How Does GPS Work?

Gps Featured

People use GPS extensively every day, but not many people know how it actually works. How can a smartphone know where you are, to the point you can use it as accurate directions while you drive?

Let’s open the hood on GPS and see how it works.

How GPS Finds You

Let’s say you’re hiking in the woods when you get lost. That’s alright, though: you had the smarts to download the official app for these woods. The app claims to help you find your way, no matter where you are.

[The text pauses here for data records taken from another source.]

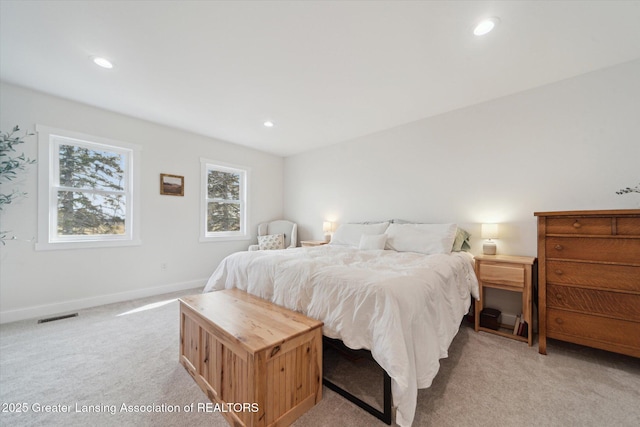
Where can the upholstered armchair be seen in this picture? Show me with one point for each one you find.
(279, 234)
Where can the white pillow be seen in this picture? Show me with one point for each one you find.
(372, 241)
(349, 234)
(422, 238)
(271, 241)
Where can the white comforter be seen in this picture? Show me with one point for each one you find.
(402, 306)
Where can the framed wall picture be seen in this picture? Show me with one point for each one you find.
(171, 185)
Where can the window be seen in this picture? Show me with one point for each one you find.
(224, 195)
(86, 191)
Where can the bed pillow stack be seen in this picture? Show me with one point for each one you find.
(422, 238)
(351, 234)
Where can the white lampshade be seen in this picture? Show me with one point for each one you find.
(489, 231)
(327, 228)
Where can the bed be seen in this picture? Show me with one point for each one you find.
(397, 290)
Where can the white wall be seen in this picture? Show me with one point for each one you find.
(35, 283)
(569, 145)
(565, 146)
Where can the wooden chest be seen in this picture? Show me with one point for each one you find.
(261, 363)
(589, 279)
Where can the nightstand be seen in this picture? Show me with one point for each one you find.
(310, 243)
(510, 273)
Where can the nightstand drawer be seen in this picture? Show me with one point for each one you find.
(504, 274)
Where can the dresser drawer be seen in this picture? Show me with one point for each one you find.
(590, 301)
(596, 226)
(609, 276)
(628, 226)
(594, 249)
(504, 274)
(585, 329)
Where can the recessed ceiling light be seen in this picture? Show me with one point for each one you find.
(104, 63)
(485, 26)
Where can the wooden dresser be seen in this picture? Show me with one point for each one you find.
(589, 279)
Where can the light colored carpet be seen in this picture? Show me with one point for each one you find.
(115, 355)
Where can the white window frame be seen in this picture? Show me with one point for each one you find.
(207, 165)
(49, 141)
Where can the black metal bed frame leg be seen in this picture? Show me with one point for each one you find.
(385, 414)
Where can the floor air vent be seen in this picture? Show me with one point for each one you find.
(51, 319)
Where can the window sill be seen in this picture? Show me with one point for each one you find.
(87, 244)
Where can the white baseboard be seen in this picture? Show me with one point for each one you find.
(79, 304)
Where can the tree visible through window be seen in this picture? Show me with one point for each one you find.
(91, 196)
(225, 200)
(223, 212)
(85, 191)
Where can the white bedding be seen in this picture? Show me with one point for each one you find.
(404, 307)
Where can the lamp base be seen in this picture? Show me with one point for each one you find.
(489, 248)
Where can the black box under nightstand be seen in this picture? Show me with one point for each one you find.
(490, 318)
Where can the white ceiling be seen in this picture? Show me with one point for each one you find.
(322, 71)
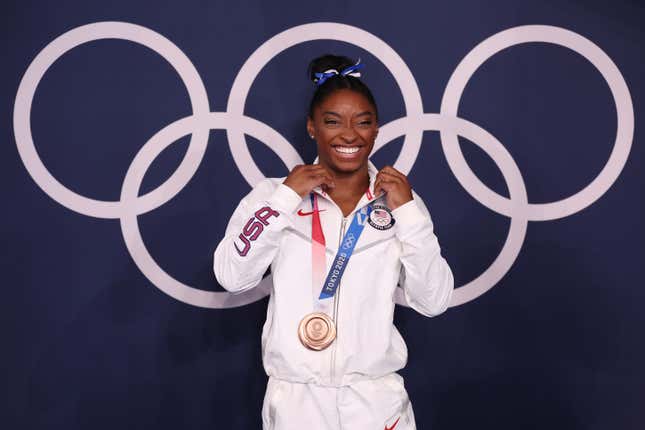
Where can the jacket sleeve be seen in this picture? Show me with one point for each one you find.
(426, 278)
(253, 235)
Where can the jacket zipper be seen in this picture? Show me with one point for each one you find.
(335, 310)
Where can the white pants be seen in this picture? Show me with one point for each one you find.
(372, 404)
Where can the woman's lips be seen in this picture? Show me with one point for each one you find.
(347, 152)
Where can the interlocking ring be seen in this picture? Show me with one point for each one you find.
(236, 124)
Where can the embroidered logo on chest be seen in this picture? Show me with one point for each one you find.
(381, 218)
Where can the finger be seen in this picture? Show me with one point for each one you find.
(391, 177)
(382, 184)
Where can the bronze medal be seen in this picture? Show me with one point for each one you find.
(317, 331)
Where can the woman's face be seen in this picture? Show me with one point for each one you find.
(344, 126)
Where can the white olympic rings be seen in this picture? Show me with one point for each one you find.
(236, 124)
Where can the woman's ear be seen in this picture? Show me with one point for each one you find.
(310, 127)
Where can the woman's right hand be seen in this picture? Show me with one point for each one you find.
(305, 177)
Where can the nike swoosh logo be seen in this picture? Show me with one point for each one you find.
(301, 213)
(393, 425)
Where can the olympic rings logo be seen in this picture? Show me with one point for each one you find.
(236, 124)
(349, 241)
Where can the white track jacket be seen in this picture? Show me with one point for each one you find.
(271, 227)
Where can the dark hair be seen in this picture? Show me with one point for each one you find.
(337, 82)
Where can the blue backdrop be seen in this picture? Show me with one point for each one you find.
(92, 341)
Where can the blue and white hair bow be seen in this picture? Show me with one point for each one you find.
(350, 71)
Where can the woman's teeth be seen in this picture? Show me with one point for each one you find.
(347, 150)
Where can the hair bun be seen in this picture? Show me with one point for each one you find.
(328, 62)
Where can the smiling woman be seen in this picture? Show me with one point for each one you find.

The way the app does this is via five beacons set up around the forest: one in each corner and one right in the middle. You use the app to ping one of the beacons, and it tells you how far away from it you are. Easy!

Gps Towers 1

You ping tower 3, the middle one. The result comes in – you’re around 5.5 miles from the beacon. You think you’re home free, but there’s a problem: it doesn’t state which direction you are from the beacon. You could be north, south, east, or west of the beacon – there’s no knowing. As such, you can say you’re somewhere in a 5.5-mile radius around the beacon. Not very useful!

Gps Towers 2

You decide to ping tower 2 in the hopes that it’ll prove more fruitful. Not at all, as it just says you’re 3.2 miles away. No direction either. Great. This, too, is just a useless circle.

Gps Towers 3

But hold on a moment; what if we combined the data we got from beacon 3 with the one from beacon 2? If we’re 5.5 miles away from beacon 3, and 3.2 miles away from 2, then it puts us around here:

Gps Towers 4

That’s much more useful! While the information from a single beacon isn’t very useful, we get more and more of an idea of where we are when we ping multiple beacons. We can then collect the data from each beacon and find where we are.

How GPS Triangulation Works

As you may have guessed, the above example is how GPS finds you. When you enable GPS, your phone begins communicating with the GPS satellites orbiting Earth. The satellites can’t tell you where exactly you are, but it can look at how long it takes to receive the request and calculates your position based on this.

Like the above example, a single satellite will give you a rough idea of where you are. Have you ever activated GPS on a map, and all you see is a huge circle around where you currently are? That’s because your phone is talking to only one satellite, which is making a rough guess of where you are.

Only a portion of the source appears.